He found the target’s room without a problem. Followed the signs to the bank of elevators, showed the room key to the security guard, and joined a group of young people in a crowded car. They piled off on the fourteenth floor. Lind rode alone to the thirty-fifth.
He had memorized the target’s room number. Now he walked down the long corridor, reaching back for his pistol and disengaging the safety. He gripped the gun tight in one hand and knocked on the target’s door with the other.
There was no answer from within. No movement behind the pinprick peephole. The light behind it stayed constant. Lind gave it a minute before he knocked again. Still no answer. He slid his key in the lock and felt the lock disengage.
Slowly he pushed the door open and crept into the room. The gun was heavy in his hand, the steel slick. Behind the door was a long hallway, dark, save for a thin beam of light coming through the curtains in the room at the end.
The hallway opened up into a spacious living area. There was nobody waiting, no movement. There were no lights on anywhere. Lind checked the whole suite: the kitchenette, both bedrooms. The sheets were tangled and lived in; there were clothes on the floor. Bottles in the living room, half-empty glasses. Thin lines of white powder and a baggie of pills, but no people. The target was gone.
Lind stood in the dark living area and waited. Gripped the gun tight and hoped the target would return quickly. He realized he was nervous.
It was a new kind of nervous. It wasn’t the sensation he normally felt as he waited to complete an assignment, the sick fear that he would fail, that the target wouldn’t show, that he would disappoint the man. Lind knew the target was coming. The target always came. The man was never wrong. No, there was something else unsettling Lind. He felt a hint of panic when he tried to explore it.

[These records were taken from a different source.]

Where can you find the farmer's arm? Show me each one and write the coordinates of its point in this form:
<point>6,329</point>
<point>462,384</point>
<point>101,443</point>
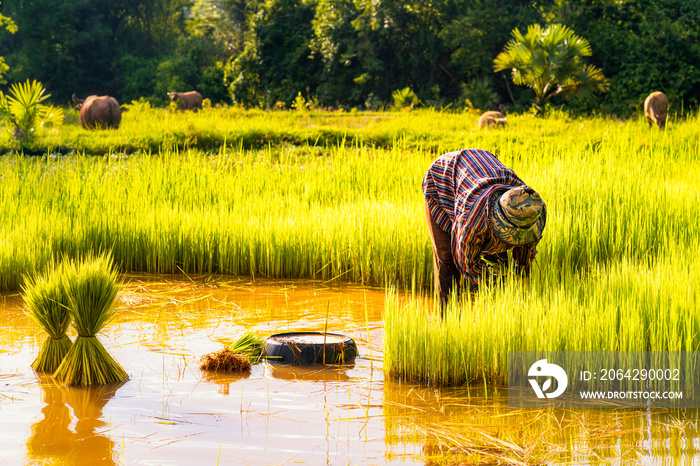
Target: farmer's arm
<point>466,254</point>
<point>523,257</point>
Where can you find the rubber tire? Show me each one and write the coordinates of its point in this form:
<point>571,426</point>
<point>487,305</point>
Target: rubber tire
<point>286,352</point>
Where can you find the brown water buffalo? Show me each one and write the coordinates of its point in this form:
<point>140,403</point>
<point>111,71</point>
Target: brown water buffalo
<point>655,109</point>
<point>191,100</point>
<point>491,119</point>
<point>98,111</point>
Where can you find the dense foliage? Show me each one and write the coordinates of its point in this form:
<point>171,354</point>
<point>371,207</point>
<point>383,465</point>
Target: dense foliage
<point>342,53</point>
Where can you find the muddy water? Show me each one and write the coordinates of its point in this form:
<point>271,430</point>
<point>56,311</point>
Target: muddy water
<point>170,412</point>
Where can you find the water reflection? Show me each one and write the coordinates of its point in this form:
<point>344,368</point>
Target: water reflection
<point>224,379</point>
<point>72,429</point>
<point>170,412</point>
<point>311,372</point>
<point>468,424</point>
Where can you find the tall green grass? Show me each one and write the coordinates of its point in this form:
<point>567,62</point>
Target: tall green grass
<point>622,204</point>
<point>626,306</point>
<point>614,191</point>
<point>47,303</point>
<point>92,291</point>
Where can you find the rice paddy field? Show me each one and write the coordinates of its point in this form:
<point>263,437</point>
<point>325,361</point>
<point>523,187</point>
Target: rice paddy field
<point>253,203</point>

Caity Sherman. He kept thinking about the girl. He’d thought about her on the flight out, on the cab ride to the hotel. He’d thought about her all morning as he wandered the Strip. He’d thought about her, he realized, while he dreamed.
He knew he should have killed her. He knew the man would be angry. He shouldn’t be thinking of her now, in this hotel room, on assignment. He should be focused on the target. On pleasing the man. He should be focused on making the visions go away. But he couldn’t.
He couldn’t stop thinking about Caity Sherman. The way she’d smiled at him. The way she’d laughed and teased him. The way her face had fallen when he’d tried to brush her aside. Lind caught himself hoping he hadn’t hurt her feelings. He hoped he would see her again.
This was bad. Lind knew it was bad. He felt the panic behind his eyes whenever he saw her. The buzzing like a million hornets inside his skull. He felt like he wanted to claw his brain out through his ears.
Still, he couldn’t escape her. He stood in the target’s dark room and thought about Caity Sherman, fighting the waves of panic and trying to stay calm. He stood there for a long time. He started to feel worried. He started to wonder if the target wouldn’t come.
Then he heard voices, and a key in the door. Laughter from the hallway, and a fresh beam of light. The target was here. Lind gripped his pistol tighter and tried to push Caity Sherman from his mind.